Geddes en tiempos del coronavirus

Las posturas políticas le dieron una extraordinaria relevancia a Sartre, más allá de los aportes filosóficos que le validaron un cupo en la opinión pública, en contraste con  otros  de sus colegas de una mayor vocación por el claustro. Quebrada editorialmente, alguna familiaridad tenemos en Venezuela con nombres como Sloterdijk, Byung-Chul o Žižek, quien – por cierto – manguarea todavía con una prédica anticapitalista obviando al norcoreano  Jong-il y los corotos misilísticos que lo entretienen  en tiempos del coronavirus.

Siempre es bueno  tener a un filósofo a  la mano y así,  como ayer, entre nosotros, García Bacca o Nuño legitimaron el uso del papel, hoy, Erick del Búfalo o José Rafael Herrera vierten sus tinteros de bytes para la coincidencia y la discrepancia; además, en feliz reemplazo de  los oráculos y otros oficiantes menores de la Nueva Era que coparon los medios audiovisuales entre la anterior y la presente centuria.  Reivindicando la autenticidad de los sentires que devienen (pre) sentimientos, necesitamos de una explicación sensata de lo que acontece o está por acontecer y, no por casualidad, el arte también viene en nuestro auxilio, por  la vía literaria o de la plástica: al menos, tenemos noticias de “La peste” de Camus, aunque fuese su peor novela a juicio de Varas Llosa; o, recordando viejas visitas a las galerías virtuales, nos reencontramos con la fotografía que llaman hiperrealista del neozelandés Jeremy Geddes, pintor de academia y profesión, entrenado significativamente en el campo del videojuego.

Quizá porque nuestra infancia supo de una entusiasta y ampliamente divulgada carrera espacial entre las grandes potencias de entonces, la flotación del cadáver de un cosmonauta en la completa soledad urbana nos impactó profundamente, suscitando no pocas interrogantes que el existencialismo de divulgación, más sartreano que heideggeriano, intentaba responder. Un sujeto inerte y a la deriva, tropezando con puentes o edificios vacíos, incapaz de romper el silencio devastador porque nadie logra escuchar el estrepitoso impacto, protagoniza una escena distinta de hallarse perdido y olvidado en el espacio ultraterrestre.

Inevitable, la imagen que suscita y moldea una angustia, precisándola para  fortuna del psicoanalista de ocasión, es la que remite a las consecuencias últimas de una peste universal – la china – de no detenerla en todo lo posible, salvando la diferencia de una urgida mascarilla artesanal y la del traje especial que encapsula el cadáver del otrora orgulloso astronauta. Versamos en torno a un copioso tejido trágico de instantes para los países que, al menos, tienen una infraestructura convincente de  salud y salubridad pública, por no mencionar este y otros confines del planeta sumergidos en la pobreza más escandalosa y hasta inverosímil, tratándose de un país petrolero.

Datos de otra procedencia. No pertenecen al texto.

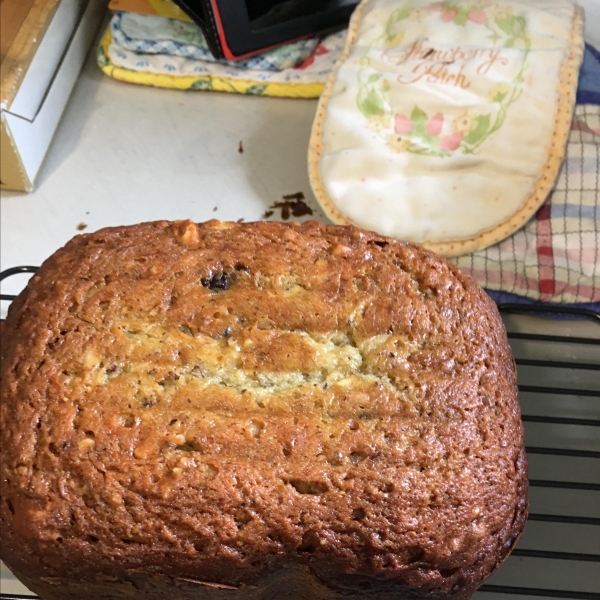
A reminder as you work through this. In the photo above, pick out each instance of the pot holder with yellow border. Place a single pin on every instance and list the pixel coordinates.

Es el instante que se prolonga en demasía para Geddes, diferente a  los segundos del estallido congelado que también cultiva en otras de sus obras que, seguramente,  hubiese expuesto Sofía Ímber en el Museo de Arte Contemporáneo de Caracas, antes de la llegada de la otra peste: el socialismo del siglo XXI. Cierto, no es mucho el tiempo disponible, en medio de la emergencia viral, para disquisiciones filosóficas. No obstante, las urgimos, coladas en el torbellino digital, porque son muchos los que las improvisan, generando una interpretación letal de lo acaecido y de lo que acaecerá, pareciéndoles – de enterarse –  un cosmonauta flotador el  motivo oportuno para un meme anecdótico y banalizador.